夫と義母に打ち明けたランドセル問題

夕食をリビングでとったあと、竜星が自分の部屋に行ったのを見計らって楓はランドセルの件を洋介に話した。

「今日さ、竜星にランドセル、どれが欲しいかきいたの。そしたら赤がいいって言っててね」

「まあな。あいつは赤が好きだから」

洋介は当たり前のようにうなずき、ビールを口に付けた。すんなりと受け入れる洋介に楓は面食らう。

「ちょっと待ってよ。さすがに赤はまずいって思わないの? あれは女の子が使うものでしょ?」

「いやぁ、今はもうそんな時代じゃないだろ」

洋介は軽い調子で言って首をかしげた。言いたいことはわかる。楓自身、好きな色にすべきだとも思う。けれどどうしてよりによって赤なんだ。

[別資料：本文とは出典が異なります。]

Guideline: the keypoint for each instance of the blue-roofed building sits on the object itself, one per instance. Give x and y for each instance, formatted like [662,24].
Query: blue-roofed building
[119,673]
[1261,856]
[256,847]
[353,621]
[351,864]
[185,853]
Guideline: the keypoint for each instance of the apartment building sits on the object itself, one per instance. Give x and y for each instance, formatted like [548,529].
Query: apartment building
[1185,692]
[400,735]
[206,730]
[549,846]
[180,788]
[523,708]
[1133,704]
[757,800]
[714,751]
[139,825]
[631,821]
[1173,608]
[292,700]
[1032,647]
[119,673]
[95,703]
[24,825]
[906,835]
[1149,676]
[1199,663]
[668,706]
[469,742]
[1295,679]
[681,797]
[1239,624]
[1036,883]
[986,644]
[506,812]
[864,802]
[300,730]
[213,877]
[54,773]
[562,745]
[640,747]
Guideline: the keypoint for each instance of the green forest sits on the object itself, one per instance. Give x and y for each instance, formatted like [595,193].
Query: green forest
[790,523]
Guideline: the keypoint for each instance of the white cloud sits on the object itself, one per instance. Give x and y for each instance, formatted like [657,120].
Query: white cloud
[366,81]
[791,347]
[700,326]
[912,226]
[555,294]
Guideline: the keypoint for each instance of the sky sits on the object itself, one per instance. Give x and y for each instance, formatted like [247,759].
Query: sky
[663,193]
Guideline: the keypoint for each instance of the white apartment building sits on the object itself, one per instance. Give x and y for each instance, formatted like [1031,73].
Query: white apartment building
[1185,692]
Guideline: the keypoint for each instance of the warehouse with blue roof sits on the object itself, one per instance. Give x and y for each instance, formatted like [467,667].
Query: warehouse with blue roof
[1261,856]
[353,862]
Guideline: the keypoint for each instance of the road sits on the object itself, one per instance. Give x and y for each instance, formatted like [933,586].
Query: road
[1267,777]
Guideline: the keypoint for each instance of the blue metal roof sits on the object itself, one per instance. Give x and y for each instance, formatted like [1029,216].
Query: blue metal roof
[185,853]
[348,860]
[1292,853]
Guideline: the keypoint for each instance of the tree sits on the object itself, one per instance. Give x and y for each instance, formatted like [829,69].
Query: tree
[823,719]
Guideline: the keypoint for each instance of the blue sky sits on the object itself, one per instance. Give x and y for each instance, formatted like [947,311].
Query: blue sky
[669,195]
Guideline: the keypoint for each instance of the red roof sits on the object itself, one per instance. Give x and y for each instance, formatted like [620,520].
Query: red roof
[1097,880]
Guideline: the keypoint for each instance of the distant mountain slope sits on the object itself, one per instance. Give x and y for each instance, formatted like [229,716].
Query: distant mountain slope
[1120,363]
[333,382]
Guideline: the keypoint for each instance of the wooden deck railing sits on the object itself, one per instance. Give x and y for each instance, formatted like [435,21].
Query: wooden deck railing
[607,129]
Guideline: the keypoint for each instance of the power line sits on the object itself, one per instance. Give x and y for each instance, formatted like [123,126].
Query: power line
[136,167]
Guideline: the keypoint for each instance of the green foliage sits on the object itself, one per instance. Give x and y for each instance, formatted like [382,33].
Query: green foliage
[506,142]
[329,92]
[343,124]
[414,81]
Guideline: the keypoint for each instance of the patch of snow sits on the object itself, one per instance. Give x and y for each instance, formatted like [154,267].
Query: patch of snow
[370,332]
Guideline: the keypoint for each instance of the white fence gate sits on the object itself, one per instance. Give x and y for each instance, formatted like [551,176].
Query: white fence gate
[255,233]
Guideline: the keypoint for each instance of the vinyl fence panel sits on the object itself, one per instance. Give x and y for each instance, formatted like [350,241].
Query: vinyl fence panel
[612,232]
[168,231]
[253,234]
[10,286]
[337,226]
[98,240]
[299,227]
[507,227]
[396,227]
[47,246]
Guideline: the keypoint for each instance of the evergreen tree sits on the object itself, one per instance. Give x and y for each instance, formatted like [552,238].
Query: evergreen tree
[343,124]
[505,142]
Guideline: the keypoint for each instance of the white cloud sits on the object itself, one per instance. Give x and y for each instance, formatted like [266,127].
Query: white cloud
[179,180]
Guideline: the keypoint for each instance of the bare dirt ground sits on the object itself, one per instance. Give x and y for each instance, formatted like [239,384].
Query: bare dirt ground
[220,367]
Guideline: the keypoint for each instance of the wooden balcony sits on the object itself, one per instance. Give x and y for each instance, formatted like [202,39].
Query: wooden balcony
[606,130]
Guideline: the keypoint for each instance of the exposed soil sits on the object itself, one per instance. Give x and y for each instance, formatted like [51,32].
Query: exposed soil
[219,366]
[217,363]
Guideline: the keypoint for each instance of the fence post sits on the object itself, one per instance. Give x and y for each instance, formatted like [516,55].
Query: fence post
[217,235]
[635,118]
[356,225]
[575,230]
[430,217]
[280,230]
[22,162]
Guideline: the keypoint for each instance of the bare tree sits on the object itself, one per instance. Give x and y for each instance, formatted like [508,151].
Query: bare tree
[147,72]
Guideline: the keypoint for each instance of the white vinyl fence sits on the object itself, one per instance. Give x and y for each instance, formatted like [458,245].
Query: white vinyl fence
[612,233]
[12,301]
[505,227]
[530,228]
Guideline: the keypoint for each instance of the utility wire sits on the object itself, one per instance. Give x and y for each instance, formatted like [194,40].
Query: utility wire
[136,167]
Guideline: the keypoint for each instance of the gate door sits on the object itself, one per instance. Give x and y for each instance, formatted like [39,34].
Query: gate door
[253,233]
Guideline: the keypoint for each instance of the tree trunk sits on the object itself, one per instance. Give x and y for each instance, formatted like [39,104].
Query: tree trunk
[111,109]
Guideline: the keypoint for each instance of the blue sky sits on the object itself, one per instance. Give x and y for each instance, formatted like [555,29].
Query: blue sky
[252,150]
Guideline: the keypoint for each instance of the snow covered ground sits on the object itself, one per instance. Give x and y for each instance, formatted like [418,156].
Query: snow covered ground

するとお手洗いから戻ってきた芙美子が、楓の剣呑な空気を感じ取ったのか、声をかけてきた。

「どうかしたの?」

「それが、今日竜星のランドセルを見に行ったんですけど、竜星が赤がいいって言ってるんです」

「へえ、そうなの。まぁ、いいじゃない」

芙美子も受け入れたことに楓は驚きを覚えた。

「楓は赤いランドセルは女の子が使うもんじゃないかって気にしてるみたいなんだ」

「……まぁ、昔はそうだったけどねぇ、そんなのもう昔の感覚なんでしょう? 今の子たちは本当にいろんな色のランドセルを背負ってるわよね。この前なんて黒と青の2色を使ったランドセルを背負ってる子もいたわよ。男の子が赤を背負っていたって、別に変じゃないでしょう」

楓は芙美子の言葉にうなずいた。変じゃない。変じゃないのだが……。

「も、もちろんそういうオリジナリティのあるランドセルを使うことはいいと思ってるんですよ。でもわざわざ赤なんて選ばなくてもいいじゃないですか」

「だからって親が強引に選ぶっていうのもねぇ。私は竜星には好きなランドセルを使ってもらいたいわ」

そんなのは楓だって同じだった。けれどまるで違う国の言葉を話しているように、自分の気持ちが伝わってないような気がした。